Il convient d’être très vigilant concernant ce mode de fonctionnement qui pourrait s’apparenter à du faux-bénévolat et qui est peu compatible avec la réglementation française.

L’oenotourisme est une pratique qui consiste à proposer des formules « découverte de la région et du vin avec coupe du raisin de l’exploitation puis dégustation ». L’oenotouriste est donc un client, et c’est le viticulteur qui lui doit une prestation.
Le touriste ne peut donc en aucun cas fournir un travail subordonné.
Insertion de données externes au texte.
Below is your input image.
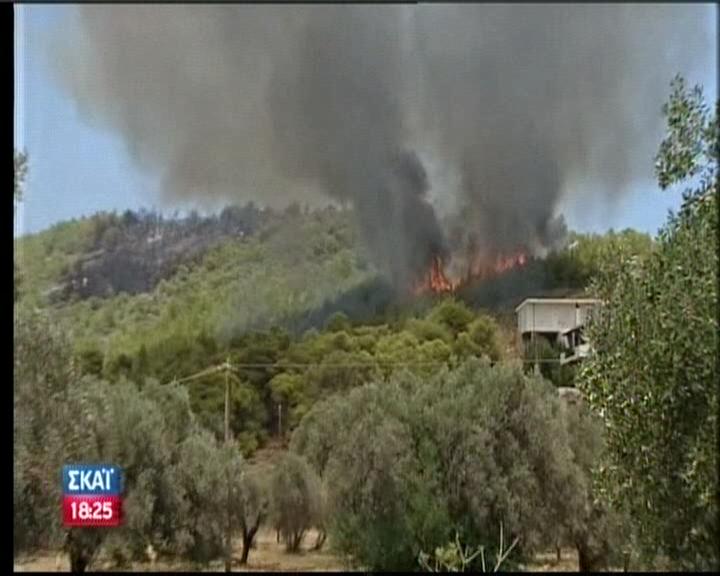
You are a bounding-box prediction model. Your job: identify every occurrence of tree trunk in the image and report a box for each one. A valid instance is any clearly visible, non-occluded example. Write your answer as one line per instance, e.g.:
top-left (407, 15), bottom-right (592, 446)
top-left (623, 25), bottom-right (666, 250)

Cette pratique peut s’apparenter à de la fausse prestation de service ou du faux-bénévolat.

Les agents de contrôle seront très vigilants sur ces pratiques, surtout dans la mesure où elles auraient pour objectif d’éluder l’application des règles du droit du travail.

En outre, l’attention des viticulteurs est particulièrement attirée sur les risques encourus au cas où l’une de ces personnes serait victime d’un accident du travail.
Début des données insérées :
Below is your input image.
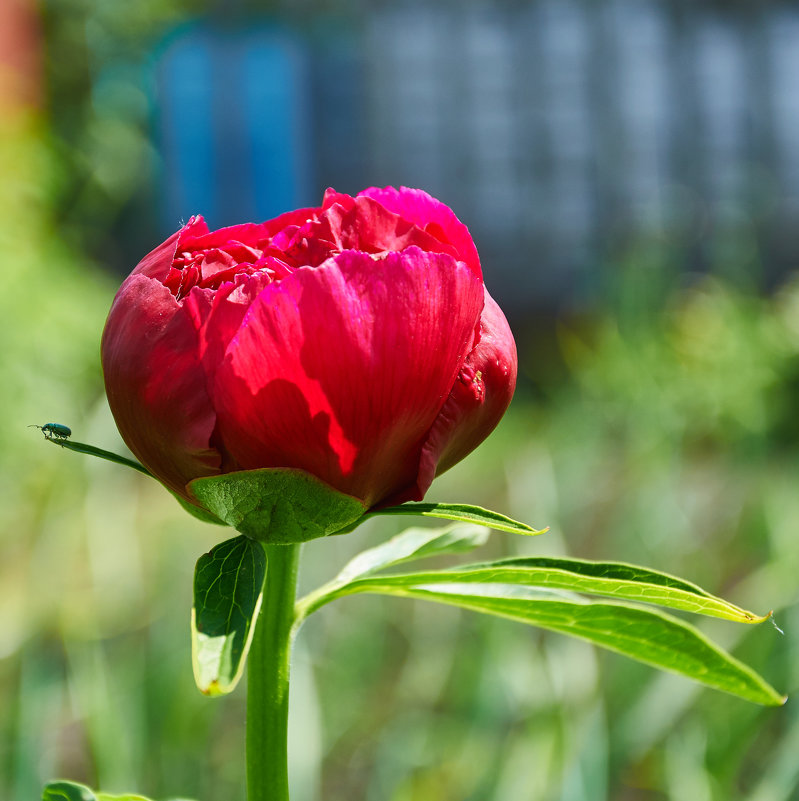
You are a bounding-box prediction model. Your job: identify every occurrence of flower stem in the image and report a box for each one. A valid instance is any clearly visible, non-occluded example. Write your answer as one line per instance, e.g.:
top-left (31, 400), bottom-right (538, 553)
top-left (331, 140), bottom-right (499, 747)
top-left (247, 545), bottom-right (300, 801)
Entraide familiale : qu'aux parents au premier degré



En dehors des coups de mains occasionnels de très courte durée, l’entraide familiale ne peut exister qu’entre parents au premier degré. Il s’agit d’une tolérance, sauf à ce qu’elle soit faite sous statut d’aide familial.
Aides familiaux (article L722-10 2° du Code rural). Ce statut est limité à 5 ans. Ce statut qui donne certains droits en termes de retraite doit être déclaré auprès de la MSA :
– Un ascendant, un descendant, un frère, une sœur ou un allié au même degré du chef d'exploitation ou d'entreprise ou de son conjoint ;
– Âgé de plus de seize ans (les jeunes de 14 à 16 ans peuvent donner des coups de main) ;
– Vivant sur l'exploitation ou l'entreprise et participant à sa mise en valeur sans y avoir la qualité de salarié (en principe non rémunéré).
L'aide apportée ne doit être ni durable ou régulière, ni accomplie dans un état de subordination, ni se substituer à un poste de travail nécessaire au fonctionnement normal d'une entreprise ou d'une activité professionnelle. Ainsi, si les relations entre des membres d'une même famille peuvent justifier une aide spontanée, désintéressée et libre, cette prestation de travail ou de service peut cependant, selon les conditions de son accomplissement, établir l'existence d'un contrat de travail dès lors que les critères du salariat, déterminés par le juge, sont réunis. Pour les vendanges, l’entraide familiale ne pourra donc être tolérée que pour les parents au premier degré.




Entraide entre agriculteurs



A la différence du coup de main occasionnel, l’entraide entre agriculteurs ne concerne pas les cas de coup de main occasionnels, mais peut être plus régulière. Ce système est prévu par le Code rural et correspond impérativement à des échanges de services entre personnes ayant le statut d’agriculteurs, et implique donc gratuité, réciprocité et équivalence des échanges. Il peut ainsi exister une entraide avec le retraité qui possède une parcelle de subsistance, mais pas avec un exploitant forestier.
Selon l'article L325-1 du Code rural et de la pêche maritime : « L'entraide est réalisée entre agriculteurs par des échanges de services en travail et en moyens d'exploitation. Elle peut être occasionnelle, temporaire ou intervenir d'une manière régulière. L'entraide est un contrat à titre gratuit, même lorsque le bénéficiaire rembourse au prestataire tout ou partie des frais engagés par ce dernier. […] »
L’entraide entre agriculteurs est donc possible pour les vendanges.